EA is producing alongside Jordan and McQuarrie, meaning the publisher has a direct hand in how its biggest franchise gets translated to film.
McQuarrie’s First Post-Mission: Impossible Move
This is McQuarrie’s first major directing gig since wrapping Mission: Impossible – The Final Reckoning, which pulled in close to $600 million worldwide last summer. He still has other projects in motion with Tom Cruise, but Battlefield is now reportedly his top priority.
For Jordan, the timing couldn’t be better. He just won his first Oscar for Ryan Coogler’s Sinners, has The Thomas Crown Affair remake (which he also directed) heading to Amazon MGM in March 2027, and has Joseph Kosinski’s Miami Vice ’85 already in the books. A fourth Creed is also brewing. If he does star in Battlefield, expect schedule Tetris.

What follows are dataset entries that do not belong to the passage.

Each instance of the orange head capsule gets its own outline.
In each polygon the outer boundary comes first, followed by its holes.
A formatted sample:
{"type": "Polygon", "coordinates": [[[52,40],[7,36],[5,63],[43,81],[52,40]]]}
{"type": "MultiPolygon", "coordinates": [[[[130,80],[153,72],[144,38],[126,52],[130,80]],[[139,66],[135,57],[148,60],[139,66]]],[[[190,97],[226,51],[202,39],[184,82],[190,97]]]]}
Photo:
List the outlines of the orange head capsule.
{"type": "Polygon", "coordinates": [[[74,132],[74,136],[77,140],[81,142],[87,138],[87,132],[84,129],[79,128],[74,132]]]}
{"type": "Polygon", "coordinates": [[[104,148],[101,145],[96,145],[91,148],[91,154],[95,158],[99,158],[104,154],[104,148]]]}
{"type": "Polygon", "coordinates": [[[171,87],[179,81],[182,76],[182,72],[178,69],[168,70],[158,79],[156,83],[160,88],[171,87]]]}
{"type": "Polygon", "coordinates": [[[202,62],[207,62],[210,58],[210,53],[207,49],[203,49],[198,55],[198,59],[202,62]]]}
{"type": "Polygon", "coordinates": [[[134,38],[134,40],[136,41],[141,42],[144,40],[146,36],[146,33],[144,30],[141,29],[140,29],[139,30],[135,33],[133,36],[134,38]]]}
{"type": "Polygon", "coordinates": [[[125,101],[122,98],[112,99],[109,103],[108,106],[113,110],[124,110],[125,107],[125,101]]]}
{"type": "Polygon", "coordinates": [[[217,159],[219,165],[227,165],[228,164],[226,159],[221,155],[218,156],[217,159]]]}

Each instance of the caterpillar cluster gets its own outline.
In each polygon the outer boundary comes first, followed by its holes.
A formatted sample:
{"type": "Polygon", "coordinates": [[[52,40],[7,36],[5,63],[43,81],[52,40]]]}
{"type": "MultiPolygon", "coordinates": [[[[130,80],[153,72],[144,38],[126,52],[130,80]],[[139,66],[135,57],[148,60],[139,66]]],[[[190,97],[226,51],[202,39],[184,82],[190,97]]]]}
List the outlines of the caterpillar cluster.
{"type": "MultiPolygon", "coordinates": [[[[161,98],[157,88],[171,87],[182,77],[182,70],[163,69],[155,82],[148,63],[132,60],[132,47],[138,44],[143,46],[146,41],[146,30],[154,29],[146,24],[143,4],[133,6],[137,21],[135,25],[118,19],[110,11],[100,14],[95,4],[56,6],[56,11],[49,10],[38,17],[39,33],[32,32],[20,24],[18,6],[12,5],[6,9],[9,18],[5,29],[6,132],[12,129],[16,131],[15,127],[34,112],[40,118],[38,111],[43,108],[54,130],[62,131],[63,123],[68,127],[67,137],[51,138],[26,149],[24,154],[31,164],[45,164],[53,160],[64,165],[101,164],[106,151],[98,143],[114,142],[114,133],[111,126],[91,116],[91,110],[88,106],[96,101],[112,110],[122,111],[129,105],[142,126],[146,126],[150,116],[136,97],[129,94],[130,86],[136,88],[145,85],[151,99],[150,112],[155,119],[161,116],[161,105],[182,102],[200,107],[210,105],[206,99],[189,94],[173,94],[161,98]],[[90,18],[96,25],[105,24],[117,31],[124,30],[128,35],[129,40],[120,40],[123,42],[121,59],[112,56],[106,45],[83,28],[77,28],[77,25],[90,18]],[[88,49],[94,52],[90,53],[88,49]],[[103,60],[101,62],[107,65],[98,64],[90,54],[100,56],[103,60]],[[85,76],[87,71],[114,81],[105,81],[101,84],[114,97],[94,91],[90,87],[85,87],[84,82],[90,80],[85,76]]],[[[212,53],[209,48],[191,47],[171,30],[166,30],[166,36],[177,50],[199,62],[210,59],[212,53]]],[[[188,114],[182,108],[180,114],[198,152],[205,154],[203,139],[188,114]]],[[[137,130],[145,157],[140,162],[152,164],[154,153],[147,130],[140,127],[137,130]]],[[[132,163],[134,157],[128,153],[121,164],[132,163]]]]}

The Call of Duty Rivalry Goes Cinematic
The juiciest angle here is the head-to-head with Call of Duty. Paramount is deep into its own first-person-shooter adaptation, with Taylor Sheridan co-writing and Peter Berg directing. The two franchises have spent two decades clawing at each other for FPS supremacy on consoles and PCs. Now they’re about to do it all over again at the multiplex.
Can a Battlefield Movie Actually Work?
Here’s the catch: Battlefield‘s appeal has never really been about story. The series — which launched with Battlefield 1942 in 2002 and now spans 18 entries — lives and dies on its multiplayer experience. Battlefield 6, last year’s near-future entry built around a fractured NATO scenario, was the top-selling game of 2025. But ask a fan to pitch the plot, and you’ll mostly get a shrug.
That’s the puzzle McQuarrie has to solve. Unlike The Last of Us or Uncharted, Battlefield doesn’t come with a built-in narrative to adapt. He’ll essentially be writing an original war movie under a familiar logo — a trick that worked spectacularly on Top Gun: Maverick (which McQuarrie also wrote) and could work again here.